III. Soneto da angústia

Eis de mim a sensação contida:
Me amostrar para o público devido
Ao hábito da escrita indevida
Na pujança do signo incontido.

Peço à audiência que tapem os ouvidos.
A cantilena que produzo é medonha,
Capaz de fazer rachar os bagos,
O mais duro dos pentelhos assanha.

Rubro escorrerá das orelhas visgo
E de quaisquer outros vossos orifícios.
Este é o saboroso fruto do meu ofício

Que maduro cairá como corrosivo afago
Diluindo roupa, pelo, gordura e carnes
Dos meus conhecidos, inimigos e familiares.


IV. Adeus coração amargo

Sigo navegando o Atlântico
Cruzando os caribes em pirataria
Nas águas esquecendo a agonia
Do beijo que te dei naquele dia
Acendo o cigarro e dou um trago
Adeus coração amargo

Sou o próprio capitão Ahab
Mas não precisei de rehab
O tapa olho é Oakley, é chique
Tchau amor, eu matei a Moby Dick
Acendo o cigarro e dou um trago
Adeus coração amargo

Saqueando os portos e cidades
Abracei esta vida oceana
Amo o Nada, ninguém me ama
Como é doce o sabor da carne humana
Acendo o cigarro e dou um trago
Adeus coração amargo

Transporto o nojo à carne branca
E o ódio à colonização
Fiz dos Caetés meus irmãos
A guerra da eterna vingança sofro
Meus canhões ao Penedo movo
E tantos bispos comerei de novo
Acendo o cigarro e dou um trago
Adeus meu coração amargo.


V. Pré história dos ratos

Alvoreceu o dia no estuário
Gorgoleja a maré no arrecife
Desponta, já o vento toca pife
E os mangues caneludos, ostruários
Chutam as águas nos horários
Em que os passarinhos fazem versos
Das locas surgem seres convexos
Dotados de pinças e andar incomum
No céu brigam o Siri e o Guaiamum
Discordando o futuro do universo

Peixe-boi reclama a carestia do leite
Desabafando para extinta plateia
Resolveu por convocar assembleia
Solicitando a presença dos consortes
Da maré.

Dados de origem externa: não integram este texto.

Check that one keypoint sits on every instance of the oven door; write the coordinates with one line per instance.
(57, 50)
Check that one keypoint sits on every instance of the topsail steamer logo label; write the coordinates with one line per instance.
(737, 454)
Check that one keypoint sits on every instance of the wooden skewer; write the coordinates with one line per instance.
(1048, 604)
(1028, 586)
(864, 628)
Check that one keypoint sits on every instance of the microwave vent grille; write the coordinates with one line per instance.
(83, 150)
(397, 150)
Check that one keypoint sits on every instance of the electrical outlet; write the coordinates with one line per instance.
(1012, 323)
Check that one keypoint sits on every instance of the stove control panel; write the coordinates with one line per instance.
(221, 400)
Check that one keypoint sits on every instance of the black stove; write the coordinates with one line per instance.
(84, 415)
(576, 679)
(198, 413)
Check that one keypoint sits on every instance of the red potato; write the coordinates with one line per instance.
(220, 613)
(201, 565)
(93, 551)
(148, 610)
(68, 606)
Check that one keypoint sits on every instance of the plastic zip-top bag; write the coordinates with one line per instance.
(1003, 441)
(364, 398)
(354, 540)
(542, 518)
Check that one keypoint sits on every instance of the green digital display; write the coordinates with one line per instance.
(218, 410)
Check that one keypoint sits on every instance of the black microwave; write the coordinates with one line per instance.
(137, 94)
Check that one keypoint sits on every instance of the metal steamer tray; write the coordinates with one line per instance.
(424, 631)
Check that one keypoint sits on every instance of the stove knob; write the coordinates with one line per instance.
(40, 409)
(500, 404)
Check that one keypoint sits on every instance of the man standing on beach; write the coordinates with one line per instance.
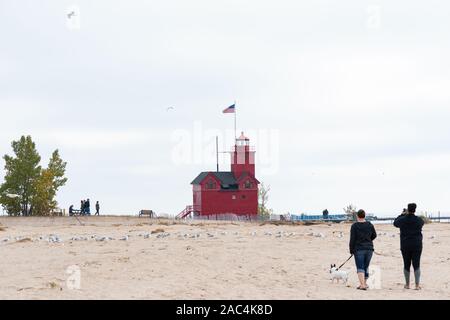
(362, 234)
(410, 242)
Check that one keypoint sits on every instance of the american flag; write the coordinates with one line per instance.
(230, 109)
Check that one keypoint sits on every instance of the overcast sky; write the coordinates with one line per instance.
(346, 102)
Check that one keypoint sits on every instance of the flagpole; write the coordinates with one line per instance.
(235, 122)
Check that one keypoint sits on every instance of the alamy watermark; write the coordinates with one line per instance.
(198, 146)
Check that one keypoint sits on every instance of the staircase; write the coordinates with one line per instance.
(187, 211)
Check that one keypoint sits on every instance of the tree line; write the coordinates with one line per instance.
(28, 188)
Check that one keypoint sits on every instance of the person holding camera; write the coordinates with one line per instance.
(410, 242)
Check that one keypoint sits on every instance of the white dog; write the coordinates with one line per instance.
(338, 274)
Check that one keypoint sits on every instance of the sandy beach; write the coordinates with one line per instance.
(139, 258)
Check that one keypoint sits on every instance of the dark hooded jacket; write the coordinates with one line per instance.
(410, 231)
(362, 235)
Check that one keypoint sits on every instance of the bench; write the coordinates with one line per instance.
(149, 213)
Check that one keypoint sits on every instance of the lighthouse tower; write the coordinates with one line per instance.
(227, 194)
(242, 157)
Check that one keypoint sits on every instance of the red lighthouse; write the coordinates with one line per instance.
(220, 194)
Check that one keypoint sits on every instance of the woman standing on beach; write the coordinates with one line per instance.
(362, 235)
(410, 242)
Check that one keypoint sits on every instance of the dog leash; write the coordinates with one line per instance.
(345, 262)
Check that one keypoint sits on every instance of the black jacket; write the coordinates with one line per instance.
(410, 231)
(362, 235)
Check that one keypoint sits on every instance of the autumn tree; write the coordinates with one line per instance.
(28, 188)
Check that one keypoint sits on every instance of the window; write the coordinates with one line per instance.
(210, 185)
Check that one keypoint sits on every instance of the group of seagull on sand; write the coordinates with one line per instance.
(53, 238)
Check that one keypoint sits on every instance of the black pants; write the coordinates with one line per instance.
(411, 256)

Na intimidade latente
Testemunhou o chié recém-emerso
Obrando a lama, dizendo aos deuses: “peço
Dos minutos dar-me só mais um”
No céu brigam o Siri e o Guaiamum
Discordando o futuro do universo

Mesmo o peixe que corre no mar
Nas avenidas alimenta e é alimentado
Fora d’água é que morre afogado
Sendo devorado até nada restar
A borbulha embala o manjar
Da carcaça pela casca, confesso
Alguns escapam com sucesso
Maçunim se enterra fugindo do baiacu
No céu brigam o Siri e o Guaiamum
Discordando o futuro do universo

Na planície em que se oculta o marisco
Se alimentou o peixe-boi na superfície
Ombreou-se às arraias de tolice
Lagarteando entre os xaréus corisco
Trovejadas peneiram as águas de chuvisco
Assustando os cardumes submersos
Que fremem sob a tempestade no encalço
E o horror se dissolve nos animais em jejum
No céu brigam o Siri e o Guaiamum
Discordando o futuro do universo.


Arte: Untitled (Red Fish in Ti Leaf), de Lilla Marshall.